Der Bericht wurde im Vorfeld des UN-Klimagipfels (COP28) veröffentlicht, dem weltweit wichtigsten klimapolitischen Forum, das vom 30. November bis 12. Dezember in Dubai stattfindet.
„Im Jahr 2023 wurde der Klimawandel erneut zerstörerischer und tödlicher: Temperaturrekorde wurden gebrochen, während Stürme, Überschwemmungen, Hitzewellen und Waldbrände Verwüstungen anrichteten“, sagte UNEP-Direktorin Inger Andersen in einer Erklärung.
Allerdings „verlangsamen sich die Fortschritte bei der Anpassung in allen drei jährlich überprüften Bereichen – Finanzierung, Planung und Umsetzung – obwohl sie schnell beschleunigt werden sollten“, fügte Andersen hinzu.
Unzureichende Finanzmittel und Klimaschutzmaßnahmen – also Maßnahmen zur Verringerung oder Vermeidung von Treibhausgasemissionen – und der Anpassung – also Gegenmaßnahmen, mit denen auf die Auswirkungen des Klimawandels reagiert wird – haben schwerwiegende Folgen für ärmere Länder. Einige von ihnen befinden sich in den Regionen, die am stärksten von dieser Krise betroffen sind.
Tatsächlich haben die 55 am stärksten von der Klimakrise betroffenen Volkswirtschaften in den letzten zwei Jahrzehnten durch Phänomene wie Wüstenbildung oder den Anstieg des Meeresspiegels bis zu 500 Milliarden Dollar verloren. Hinzu kommt, dass dieser Betrag „in den kommenden Jahrzehnten stark ansteigen wird“, so das UNEP.
Dem Bericht zufolge werden die Anpassungskosten in armen Ländern auf 215 bis 387 Milliarden Dollar pro Jahr geschätzt.
Doch während mehr als die Hälfte der 197 Unterzeichnerstaaten des UN-Rahmenübereinkommens über Klimaänderungen (UNFCCC) mindestens ein oder zwei Instrumente entwickelt haben, um die Anpassung an den Klimawandel zu fördern, stagniert die Zahl der aus internationalen Mitteln finanzierten Maßnahmen, warnte die Organisation.
Angesichts der Lücke zwischen der derzeitigen Finanzierung und dem Betrag der notwendig wäre, um den Bedarf zu decken, betonte das UNEP, dass die Finanzmittel nicht ausreichen, um das auf der COP26 in Glasgow (Großbritannien) festgelegte Ziel zu erreichen. Dort hatte man sich darauf geeinigt, bis zum Jahr 2025 jährlich 40 Milliarden Dollar für die Anpassung an den Klimawandel bereitzustellen.
Der Bericht empfiehlt verschiedene Wege zur Aufstockung der Finanzmittel, sei es durch nationale Haushalte, internationale Fonds und den Privatsektor, Überweisungen oder eine Reform der internationalen Finanzarchitektur.

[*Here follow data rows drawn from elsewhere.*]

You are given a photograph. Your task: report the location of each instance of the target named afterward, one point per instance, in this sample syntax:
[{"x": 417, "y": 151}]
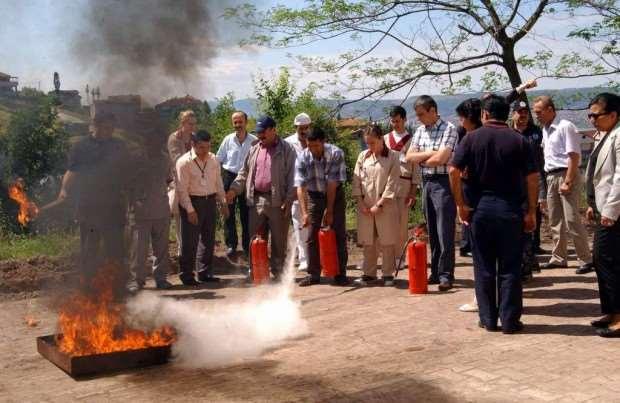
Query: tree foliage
[{"x": 445, "y": 42}]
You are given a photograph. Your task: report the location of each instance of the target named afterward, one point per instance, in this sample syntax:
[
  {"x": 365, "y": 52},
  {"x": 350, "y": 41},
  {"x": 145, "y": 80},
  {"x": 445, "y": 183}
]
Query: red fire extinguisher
[
  {"x": 416, "y": 260},
  {"x": 259, "y": 260},
  {"x": 328, "y": 252}
]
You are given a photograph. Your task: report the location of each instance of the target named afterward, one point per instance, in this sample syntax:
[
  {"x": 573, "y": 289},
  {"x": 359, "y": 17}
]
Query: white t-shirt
[{"x": 559, "y": 139}]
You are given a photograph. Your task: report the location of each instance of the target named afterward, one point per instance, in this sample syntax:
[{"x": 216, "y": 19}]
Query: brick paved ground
[{"x": 372, "y": 344}]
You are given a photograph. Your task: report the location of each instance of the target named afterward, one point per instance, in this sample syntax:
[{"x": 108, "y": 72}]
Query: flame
[
  {"x": 93, "y": 323},
  {"x": 27, "y": 209}
]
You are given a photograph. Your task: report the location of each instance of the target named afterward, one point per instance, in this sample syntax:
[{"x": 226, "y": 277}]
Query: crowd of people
[{"x": 496, "y": 173}]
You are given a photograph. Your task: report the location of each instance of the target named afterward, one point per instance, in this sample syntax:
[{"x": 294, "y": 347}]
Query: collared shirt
[
  {"x": 433, "y": 138},
  {"x": 262, "y": 175},
  {"x": 232, "y": 153},
  {"x": 198, "y": 178},
  {"x": 293, "y": 140},
  {"x": 559, "y": 139},
  {"x": 315, "y": 173}
]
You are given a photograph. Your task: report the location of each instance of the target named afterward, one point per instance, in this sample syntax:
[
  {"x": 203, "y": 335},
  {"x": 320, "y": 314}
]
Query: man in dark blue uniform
[{"x": 503, "y": 173}]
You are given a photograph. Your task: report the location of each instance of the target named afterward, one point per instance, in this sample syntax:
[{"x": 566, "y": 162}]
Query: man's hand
[
  {"x": 607, "y": 222},
  {"x": 565, "y": 187},
  {"x": 590, "y": 214},
  {"x": 529, "y": 222},
  {"x": 328, "y": 218},
  {"x": 305, "y": 220},
  {"x": 464, "y": 213},
  {"x": 192, "y": 218},
  {"x": 230, "y": 196}
]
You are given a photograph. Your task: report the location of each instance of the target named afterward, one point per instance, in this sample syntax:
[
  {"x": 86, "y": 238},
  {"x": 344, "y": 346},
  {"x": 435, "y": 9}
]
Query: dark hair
[
  {"x": 546, "y": 100},
  {"x": 426, "y": 102},
  {"x": 374, "y": 131},
  {"x": 610, "y": 101},
  {"x": 316, "y": 134},
  {"x": 398, "y": 110},
  {"x": 497, "y": 107},
  {"x": 471, "y": 110},
  {"x": 201, "y": 135},
  {"x": 245, "y": 115}
]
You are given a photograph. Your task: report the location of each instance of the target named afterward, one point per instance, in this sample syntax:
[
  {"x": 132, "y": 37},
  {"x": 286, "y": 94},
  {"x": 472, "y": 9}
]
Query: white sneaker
[{"x": 473, "y": 307}]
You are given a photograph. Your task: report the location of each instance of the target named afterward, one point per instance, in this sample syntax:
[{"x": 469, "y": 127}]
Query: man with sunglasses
[{"x": 562, "y": 152}]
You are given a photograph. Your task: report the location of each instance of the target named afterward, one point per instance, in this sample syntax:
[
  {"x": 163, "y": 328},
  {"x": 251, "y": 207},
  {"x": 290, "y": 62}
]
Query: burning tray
[{"x": 77, "y": 366}]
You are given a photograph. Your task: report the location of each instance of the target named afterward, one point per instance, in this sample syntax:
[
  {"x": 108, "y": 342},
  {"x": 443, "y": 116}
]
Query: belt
[
  {"x": 434, "y": 176},
  {"x": 210, "y": 196},
  {"x": 556, "y": 170}
]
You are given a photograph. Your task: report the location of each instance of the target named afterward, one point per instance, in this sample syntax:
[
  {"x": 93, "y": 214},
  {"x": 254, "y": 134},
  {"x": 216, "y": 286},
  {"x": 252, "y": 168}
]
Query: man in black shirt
[{"x": 503, "y": 173}]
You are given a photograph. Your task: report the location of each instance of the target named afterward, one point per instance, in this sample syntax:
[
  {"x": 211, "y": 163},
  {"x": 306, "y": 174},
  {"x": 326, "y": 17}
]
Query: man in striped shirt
[{"x": 432, "y": 147}]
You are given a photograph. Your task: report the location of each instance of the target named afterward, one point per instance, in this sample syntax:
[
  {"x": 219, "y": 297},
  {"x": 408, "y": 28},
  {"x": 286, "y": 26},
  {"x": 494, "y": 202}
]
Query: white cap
[{"x": 302, "y": 119}]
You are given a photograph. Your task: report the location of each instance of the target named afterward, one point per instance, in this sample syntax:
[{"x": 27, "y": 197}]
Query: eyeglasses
[{"x": 595, "y": 116}]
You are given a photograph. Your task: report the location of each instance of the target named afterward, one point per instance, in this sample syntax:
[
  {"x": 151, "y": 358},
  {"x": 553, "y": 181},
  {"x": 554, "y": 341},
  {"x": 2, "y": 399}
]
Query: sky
[{"x": 37, "y": 37}]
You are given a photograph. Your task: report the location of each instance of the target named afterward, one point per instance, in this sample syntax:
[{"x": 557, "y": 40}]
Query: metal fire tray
[{"x": 89, "y": 365}]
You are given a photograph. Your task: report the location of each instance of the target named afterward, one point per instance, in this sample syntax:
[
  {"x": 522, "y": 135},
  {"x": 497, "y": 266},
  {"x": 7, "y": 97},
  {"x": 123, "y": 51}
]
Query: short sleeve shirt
[{"x": 497, "y": 160}]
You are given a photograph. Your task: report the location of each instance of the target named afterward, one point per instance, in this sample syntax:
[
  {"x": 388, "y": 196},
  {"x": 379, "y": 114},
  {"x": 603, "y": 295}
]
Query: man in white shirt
[
  {"x": 199, "y": 184},
  {"x": 562, "y": 151},
  {"x": 302, "y": 124},
  {"x": 398, "y": 140},
  {"x": 231, "y": 154}
]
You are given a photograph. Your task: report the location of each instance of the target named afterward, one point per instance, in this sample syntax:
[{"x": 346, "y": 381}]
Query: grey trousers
[
  {"x": 153, "y": 233},
  {"x": 440, "y": 212},
  {"x": 564, "y": 219},
  {"x": 271, "y": 221}
]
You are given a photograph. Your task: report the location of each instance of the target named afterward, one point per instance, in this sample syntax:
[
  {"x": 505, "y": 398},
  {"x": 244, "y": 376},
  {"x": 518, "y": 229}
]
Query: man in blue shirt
[
  {"x": 231, "y": 154},
  {"x": 320, "y": 172}
]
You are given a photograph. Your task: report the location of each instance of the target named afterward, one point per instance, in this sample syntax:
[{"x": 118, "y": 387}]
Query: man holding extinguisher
[{"x": 320, "y": 172}]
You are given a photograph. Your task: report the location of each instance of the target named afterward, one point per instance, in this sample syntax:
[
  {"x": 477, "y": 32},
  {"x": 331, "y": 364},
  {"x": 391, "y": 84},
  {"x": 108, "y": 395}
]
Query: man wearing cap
[
  {"x": 267, "y": 181},
  {"x": 320, "y": 172},
  {"x": 562, "y": 151},
  {"x": 200, "y": 187},
  {"x": 231, "y": 154},
  {"x": 298, "y": 141},
  {"x": 97, "y": 178},
  {"x": 398, "y": 140}
]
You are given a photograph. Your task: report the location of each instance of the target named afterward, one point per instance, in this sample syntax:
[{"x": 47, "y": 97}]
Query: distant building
[
  {"x": 8, "y": 84},
  {"x": 169, "y": 108}
]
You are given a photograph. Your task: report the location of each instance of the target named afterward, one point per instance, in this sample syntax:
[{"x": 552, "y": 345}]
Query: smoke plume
[{"x": 150, "y": 47}]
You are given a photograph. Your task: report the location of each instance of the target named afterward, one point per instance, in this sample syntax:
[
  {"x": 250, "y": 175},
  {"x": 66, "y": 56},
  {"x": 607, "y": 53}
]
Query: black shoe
[
  {"x": 512, "y": 329},
  {"x": 308, "y": 281},
  {"x": 540, "y": 251},
  {"x": 492, "y": 328},
  {"x": 444, "y": 285},
  {"x": 190, "y": 282},
  {"x": 163, "y": 284},
  {"x": 585, "y": 269},
  {"x": 551, "y": 265},
  {"x": 208, "y": 279},
  {"x": 600, "y": 324},
  {"x": 432, "y": 280},
  {"x": 340, "y": 281},
  {"x": 607, "y": 332}
]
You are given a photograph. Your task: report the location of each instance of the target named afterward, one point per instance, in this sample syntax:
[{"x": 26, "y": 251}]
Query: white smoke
[{"x": 219, "y": 333}]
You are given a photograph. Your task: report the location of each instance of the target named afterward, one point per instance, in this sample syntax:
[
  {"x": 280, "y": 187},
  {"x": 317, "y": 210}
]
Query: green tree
[{"x": 443, "y": 42}]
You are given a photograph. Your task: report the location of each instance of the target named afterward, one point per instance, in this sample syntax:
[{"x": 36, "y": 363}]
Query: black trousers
[
  {"x": 198, "y": 241},
  {"x": 100, "y": 244},
  {"x": 497, "y": 230},
  {"x": 230, "y": 225},
  {"x": 607, "y": 263},
  {"x": 317, "y": 202}
]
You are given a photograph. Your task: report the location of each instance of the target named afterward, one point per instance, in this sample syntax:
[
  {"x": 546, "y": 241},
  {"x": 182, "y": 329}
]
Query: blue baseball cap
[{"x": 263, "y": 123}]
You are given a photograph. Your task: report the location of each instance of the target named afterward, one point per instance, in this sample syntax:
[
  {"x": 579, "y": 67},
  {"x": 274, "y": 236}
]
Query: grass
[{"x": 25, "y": 247}]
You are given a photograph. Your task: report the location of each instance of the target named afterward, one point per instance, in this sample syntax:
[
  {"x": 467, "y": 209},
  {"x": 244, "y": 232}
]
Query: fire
[
  {"x": 27, "y": 209},
  {"x": 93, "y": 323}
]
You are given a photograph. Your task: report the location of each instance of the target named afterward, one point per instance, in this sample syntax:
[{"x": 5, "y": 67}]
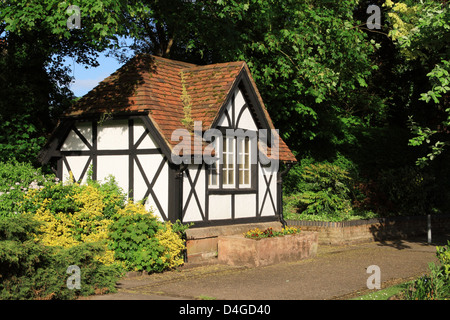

„Selbst wenn die internationale Gemeinschaft die Emission von Treibhausgasen heute vollständig einstellen würde, würde es Jahrzehnte dauern, bis sich das Klima stabilisiert“, beklagte Andersen. Sie forderte die Staats- und Regierungschefs, die auf der COP28 zusammenkommen werden, auf, „einkommensschwache Länder und benachteiligte Gruppen“ vor der Klimakrise zu schützen.